Winter Break Accomplishments

  • Went to five movies: Juno, Charlie Wilson’s War, Sweeney Todd, No Country for Old Men, and The Great Debators
  • So far I’ve written eleven pages of my 1st/introductory chapter (I still have writing time planned for tomorrow and the next day). It is certainly not as much as I had envisioned writing. I had hoped to have the entire chapter done in really, really rough form, but the writing has been painful. Yesterday I worked on the section on technology (in particular educational technology / instructional technology software) as ideological and connections between surveillance capabilities of propriety software with Foucault’s panopticon and Crowley’s argument in Composition and the University about the surveillance, gatekeeping, and subjectivizing functions of composition. I spent an hour and a half on that and didn’t get terribly far.
  • I met with two friends who are in the process of writing and we workshopped the text we’d produced over break. This is something I’ve been *talking* about doing for a very long time but never follow through on (we’re all friends, so the intended meetings generally digress into lamenting the overwhelming nature of writing a dissertation and dissecting our respective relationships). But this time we actually read and commented and inspired each other to wake up the next morning, head to our desks, and keep writing!
  • Started my paper/presentation for CCCC. I have only spent a day on this toward the beginning of break and have not gone back to look at it (scared). I did, however, finish reading Convergence Culture, which our proprosal was based on.
  • Began watching new seasons of The Biggest Loser and the L Word (not a major accomplishment, but still…).
  • Went cross-country skiing once (not nearly as much as I had hoped for and now all the snow has melted). Also, planned a Vermont cross-country ski getaway with D for later in the month.
  • And, returned to blogging.

An etymology of blog titles

It might seem as though the titles of my blogs having nothing to do with education, writing, or research. And they don’t.
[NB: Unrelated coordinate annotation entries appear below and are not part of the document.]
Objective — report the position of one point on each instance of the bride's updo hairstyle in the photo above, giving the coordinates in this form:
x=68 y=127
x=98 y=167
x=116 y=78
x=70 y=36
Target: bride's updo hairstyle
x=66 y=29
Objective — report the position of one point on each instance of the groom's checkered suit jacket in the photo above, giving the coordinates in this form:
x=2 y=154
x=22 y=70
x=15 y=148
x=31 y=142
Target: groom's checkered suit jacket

My first blog was titled “the most cake.” When I started the blog I was going through a (re)bonding experience with Hole. “Doll Parts” was probably stuck in my head at the time and wanting the most cake seemed to fit my life at the time. I wanted to have the academic career, the relationship, the sports and poker playing, the yoga, the TV watching, the social life, and I wanted to be good at all of it (especially the TV watching)!

Fast foward three years, and I’m in the process of starting a new blog, and I go to see the film, Juno. There is a short scene in the film where Juno is playing guitar with the potential future adoptive father of her baby, and it is a Hole song that they are playing. Juno, who in the film we learn was not named after an Alaskan town but rather after the Roman goddess and wife of Jupiter was such a fun character that she too got stuck in my head. In addition, the month of June was named after Juno, and being the month of my birth as well as the month during which I sometimes have enough time off to write (and garden), I decided to so name this blog.
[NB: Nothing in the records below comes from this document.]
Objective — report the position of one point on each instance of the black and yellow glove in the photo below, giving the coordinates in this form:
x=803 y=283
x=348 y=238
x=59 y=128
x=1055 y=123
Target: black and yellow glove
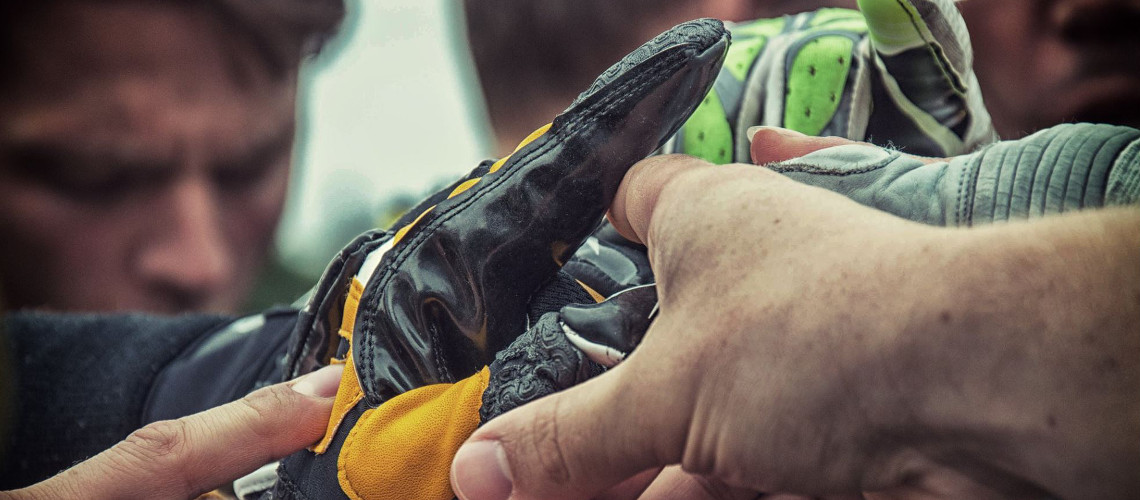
x=417 y=314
I guess this is much more a free association than an etymology per se, but here it is — the half-wacky and not entirely clear thinking that is my (writing) life.

Welcome!

Welcome to my “new” blog, which is actually a continuation of a blog I kept for a little more than three years. This is my new year, new blog blog — all the clichés apply — turning over a…, a fresh…, a resolution that I’ll write more, find more balance, complete my dissertation, all of that. Aren’t those the promises we’re all making?
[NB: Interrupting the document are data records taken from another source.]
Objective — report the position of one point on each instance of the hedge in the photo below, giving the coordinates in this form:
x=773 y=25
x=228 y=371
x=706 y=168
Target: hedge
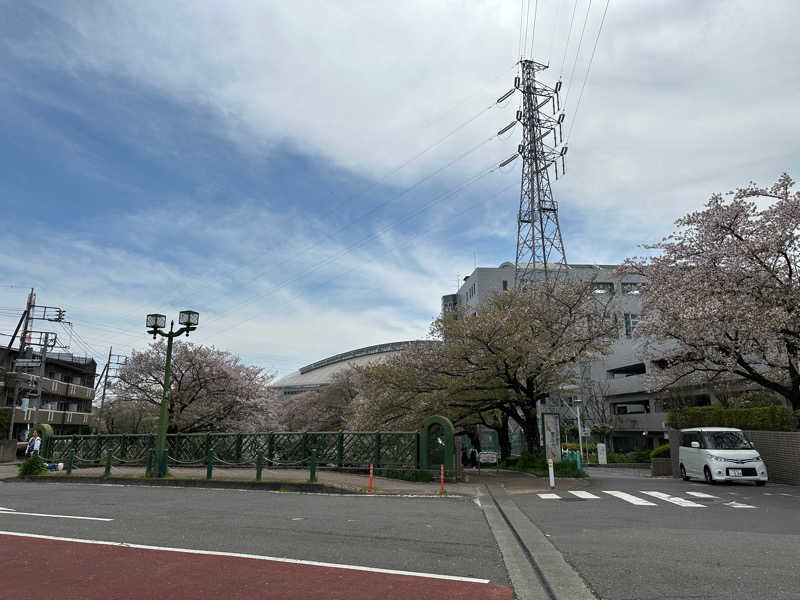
x=762 y=418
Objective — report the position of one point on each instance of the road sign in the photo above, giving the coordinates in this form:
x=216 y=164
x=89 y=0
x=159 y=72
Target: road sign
x=27 y=363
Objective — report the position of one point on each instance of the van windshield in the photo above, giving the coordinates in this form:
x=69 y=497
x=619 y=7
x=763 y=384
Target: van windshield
x=726 y=440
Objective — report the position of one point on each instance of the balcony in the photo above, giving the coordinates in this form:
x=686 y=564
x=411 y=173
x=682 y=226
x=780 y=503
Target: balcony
x=53 y=417
x=640 y=422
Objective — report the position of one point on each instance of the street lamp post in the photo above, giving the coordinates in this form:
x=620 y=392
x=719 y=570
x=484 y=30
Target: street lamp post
x=188 y=319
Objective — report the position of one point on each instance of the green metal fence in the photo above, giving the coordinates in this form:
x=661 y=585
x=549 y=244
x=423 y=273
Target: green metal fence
x=396 y=449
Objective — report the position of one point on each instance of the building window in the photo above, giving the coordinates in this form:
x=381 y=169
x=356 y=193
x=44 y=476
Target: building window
x=632 y=288
x=603 y=288
x=631 y=321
In fact, I could pretty much just borrow (steal?) Dr. B’s resolutions. Those pretty much cover what I want 2008 to be — minus the racquetball, and our date night consists of not leaving the house and watching Project Runway.

Anyhow, as are all new blogs (and old blogs for that matter), this one is a work in progress. The blogroll is unorganized. I haven’t played with every possible widget yet. The picture is probably just a stand-in for now (**coming up — an attempt at explaining why this blog is a blog about writing and not about summer gardening and cooking…or rather an attempt at explaining why the URL has cake in it and the title has June in it).